This chapter is related to one of the aims of Section C(ii) from the 2023 CICM Primary Syllabus, which expects the exam candidate to "define and explain dose-effect relationships of drugs, including dose-response curves...". The expectation goes on to include all sorts of pharmaterminology but the understanding of all of these concepts begins with the discussion of dose-response curves and how these are influenced by drug-receptor binding. Though the college has never opened a viva or written SAQ with this, it is expected knowledge and therefore the trainees are expected to make themselves familiar with these matters.

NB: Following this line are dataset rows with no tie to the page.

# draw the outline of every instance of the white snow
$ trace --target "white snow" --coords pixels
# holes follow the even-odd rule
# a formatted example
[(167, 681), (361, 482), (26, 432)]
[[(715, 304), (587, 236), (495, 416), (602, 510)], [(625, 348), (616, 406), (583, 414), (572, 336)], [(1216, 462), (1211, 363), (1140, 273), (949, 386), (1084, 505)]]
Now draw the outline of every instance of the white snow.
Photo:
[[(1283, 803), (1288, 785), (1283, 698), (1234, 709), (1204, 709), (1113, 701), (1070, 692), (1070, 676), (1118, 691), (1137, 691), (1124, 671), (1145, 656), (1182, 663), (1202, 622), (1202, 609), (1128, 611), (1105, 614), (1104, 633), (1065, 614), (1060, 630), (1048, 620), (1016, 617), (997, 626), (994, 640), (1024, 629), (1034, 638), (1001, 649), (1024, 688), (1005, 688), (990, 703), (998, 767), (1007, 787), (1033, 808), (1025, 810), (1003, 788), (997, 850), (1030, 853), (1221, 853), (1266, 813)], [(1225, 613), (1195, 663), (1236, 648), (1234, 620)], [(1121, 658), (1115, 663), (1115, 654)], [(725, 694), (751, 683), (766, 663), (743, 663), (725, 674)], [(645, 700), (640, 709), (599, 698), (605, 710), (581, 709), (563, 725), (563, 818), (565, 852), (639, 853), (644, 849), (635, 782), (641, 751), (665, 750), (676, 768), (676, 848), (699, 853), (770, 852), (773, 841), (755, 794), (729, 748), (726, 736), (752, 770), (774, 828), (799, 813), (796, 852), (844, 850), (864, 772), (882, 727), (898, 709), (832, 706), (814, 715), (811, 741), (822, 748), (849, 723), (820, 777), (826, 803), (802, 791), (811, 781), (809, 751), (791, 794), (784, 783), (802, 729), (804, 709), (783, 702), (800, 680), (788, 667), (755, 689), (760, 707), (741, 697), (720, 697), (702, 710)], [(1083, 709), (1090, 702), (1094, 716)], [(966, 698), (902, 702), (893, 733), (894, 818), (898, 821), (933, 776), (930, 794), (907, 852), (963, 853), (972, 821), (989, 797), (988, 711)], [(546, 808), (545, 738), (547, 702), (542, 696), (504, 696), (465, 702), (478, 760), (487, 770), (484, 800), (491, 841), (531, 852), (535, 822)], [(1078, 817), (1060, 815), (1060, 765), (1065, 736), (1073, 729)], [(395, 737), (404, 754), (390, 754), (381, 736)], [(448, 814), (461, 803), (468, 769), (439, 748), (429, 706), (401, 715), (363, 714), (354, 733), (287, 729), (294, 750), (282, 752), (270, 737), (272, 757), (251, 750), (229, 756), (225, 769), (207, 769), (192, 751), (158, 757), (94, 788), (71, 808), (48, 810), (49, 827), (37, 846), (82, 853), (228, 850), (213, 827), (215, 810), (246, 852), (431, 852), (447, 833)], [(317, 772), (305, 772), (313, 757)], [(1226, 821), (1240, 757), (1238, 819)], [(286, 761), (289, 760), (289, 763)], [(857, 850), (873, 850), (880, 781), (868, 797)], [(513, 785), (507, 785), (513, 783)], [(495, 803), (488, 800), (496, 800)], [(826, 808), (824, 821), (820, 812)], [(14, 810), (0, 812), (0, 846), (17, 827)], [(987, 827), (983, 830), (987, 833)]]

The best article for this topic is the dated review by Holford & Sheiner ("Understanding the dose-effect relationship", 1981). Birkett (1995) has some pharmacodynamics in Chapter 10 (p.93) but their discussion of dose-response relationships is fairly minimalist. The excellent brief entry by Part One covers the more ground thank Birkett, and with less superfluous fluff. The time-poor exam candidate would generally do well to limit their pre-exam reading to Part One in the broadest sense.
- A graded response is usually viewed in terms of intrinsic activity, i.e. the percentage of a maximal response.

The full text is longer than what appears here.